Bengkulu, beritalima.com – Wakil Ketua Komisi Nasional (Komnas) Perempuan RI, Budi Wahyuni mengatakan, hukuman kebiri untuk pelaku kejahatan seksual bukanlah solusi dalam mengurangi angka kejahatan seksual.
Menurutnya, dari sisi biologis, kebiri hanya membuat si pelaku tidak bisa ereksi, sehingga kekerasan seksual masih bisa dilakukan oleh oknum-oknum tersebut.
“Secara teknis medis dan biologis, kebiri tersebut hanya membuat orang-orang tidak bisa ereksi, sementara kekerasan seksual itu bisa dilakukan walaupun orang itu mengalami ereksi” ungkap Wakil Ketua Komisi Nasional (Komnas) Perempuan RI, Budi Wahyuni, usai mengisi kegiatan Bedah Buku “Dari Tabu Menjadi Tahu” karya komunitas Cahaya Perempuan, Kamis (3/5/2018).
Selain itu Budi menjelaskan, bagi oknum yang mengalami ereksi, dorongan seksual memang bisa terkendali, namun hasrat untuk melakukan kekerasan seksual tidak menurun, dan mendorong oknum menggunakan alat yang tidak senonoh untuk menunjukkan kekuasaan didalam diri mereka.

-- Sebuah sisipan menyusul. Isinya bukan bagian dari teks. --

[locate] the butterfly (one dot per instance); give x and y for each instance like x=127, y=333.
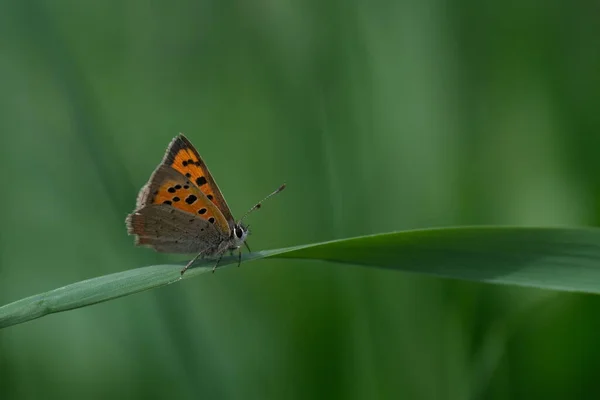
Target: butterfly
x=182, y=210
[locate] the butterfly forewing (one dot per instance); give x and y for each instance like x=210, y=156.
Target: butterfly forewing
x=183, y=157
x=169, y=188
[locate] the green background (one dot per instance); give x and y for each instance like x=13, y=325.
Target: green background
x=380, y=116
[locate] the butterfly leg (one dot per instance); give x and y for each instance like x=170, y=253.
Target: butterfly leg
x=217, y=263
x=191, y=262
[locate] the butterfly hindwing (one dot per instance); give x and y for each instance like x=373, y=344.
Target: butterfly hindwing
x=166, y=229
x=183, y=157
x=168, y=187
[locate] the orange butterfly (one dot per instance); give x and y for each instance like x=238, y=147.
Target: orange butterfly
x=182, y=210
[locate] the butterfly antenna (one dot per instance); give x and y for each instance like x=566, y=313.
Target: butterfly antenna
x=259, y=204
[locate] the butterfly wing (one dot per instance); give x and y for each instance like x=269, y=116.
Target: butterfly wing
x=166, y=202
x=184, y=158
x=169, y=230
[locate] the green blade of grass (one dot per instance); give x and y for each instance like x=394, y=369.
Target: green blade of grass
x=550, y=258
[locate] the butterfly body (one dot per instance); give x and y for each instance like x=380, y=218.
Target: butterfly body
x=182, y=210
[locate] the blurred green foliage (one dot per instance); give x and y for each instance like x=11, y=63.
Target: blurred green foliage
x=379, y=115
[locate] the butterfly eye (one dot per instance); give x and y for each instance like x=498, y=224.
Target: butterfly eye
x=239, y=232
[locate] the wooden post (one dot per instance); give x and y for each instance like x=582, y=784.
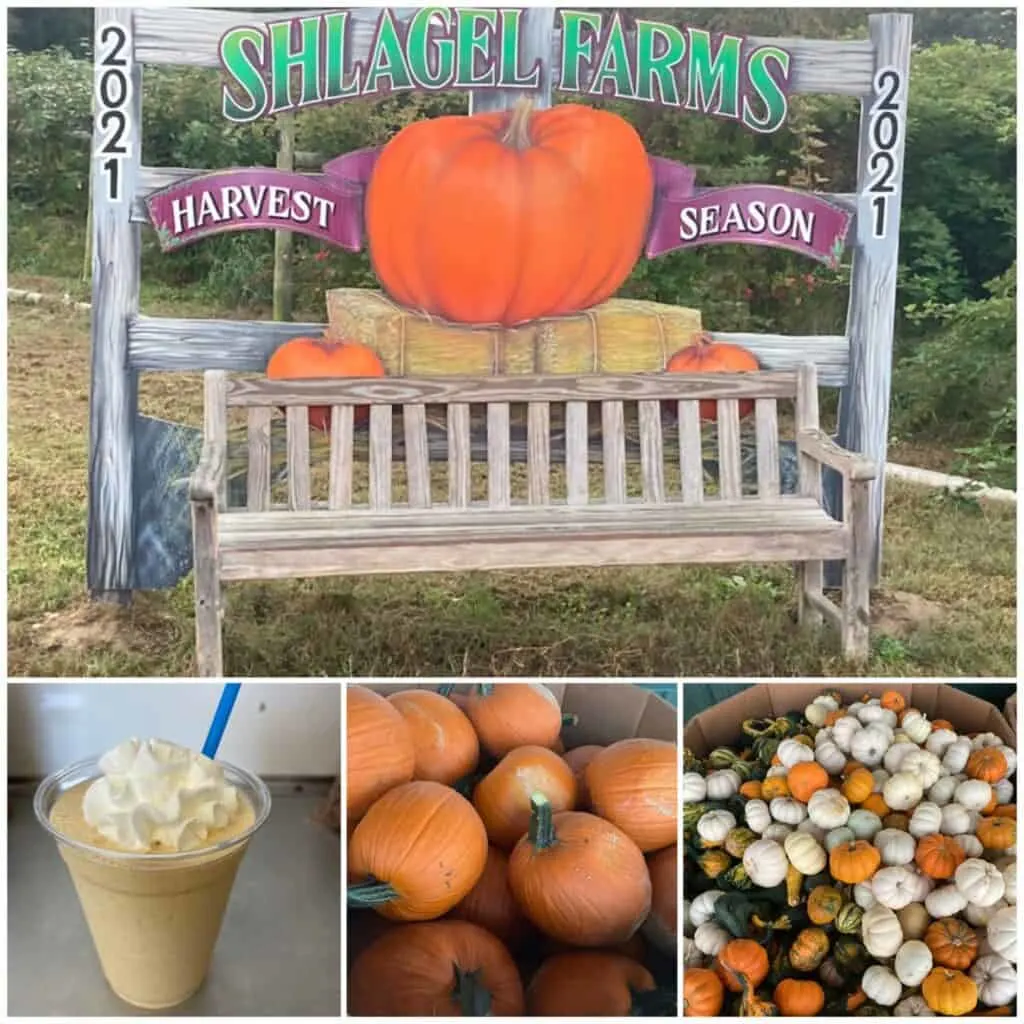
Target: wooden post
x=284, y=284
x=863, y=416
x=116, y=263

“Dorongan seksual mereka memang bisa dikendalikan oleh kebiri, namun hasrat untuk melakukan kekerasan seksualnya kepada objek tidak menurun, sehingga mereka menggunakan alat-alat lain, seperti yang terjadi di Provinsi Jawa Barat dia menggunakan gagang pacul yang dimasukkan ke vagina, karena dia ingin menunjukkan, ada kekuasaan dalam proses penundukan itu,” jelasnya.
Meskipun demikian, tidak bisa dipungkiri, kebiri merupakan kebijakan presiden RI, Jokowidodo, yang bertujuan mengurangi angka kejahatan seksual pada anak dibawah umur.
Namun menurut laporan World Rape Statistic tahun 2012, hukuman kebiri bagi pelaku perkosaan di berbagai negara di dunia tidak efektif menimbulkan efek jera. Tidak ada bukti yang menjamin bahwa penggunaan kebiri telah mengurangi jumlah kekerasan terhadap perempuan dan anak.
“Sebagai hukuman pemberat, prosesnya juga tidak sederhana tetapi itulah kenyataannya, bahwa kekerasan seksual dilihat sebatas persoalan medis dan biologis semata, sementara dari masalah sosial ada relasi kuasa disitu,” pungkasnya.
Komnas Perempuan bersama jejaring tengah menyusun Rencana Undang-Undang (RUU) penghapusan kekerasan seksual, satu diantaranya adalah bagaimana proses penghukuman tersebut bukan dalam bentuk kebiri atau hukuman mati, tetapi bagaimana proses hukuman tersebut bisa meliputi upaya yang benar bisa meliputi efek penjeraan. (Ertika).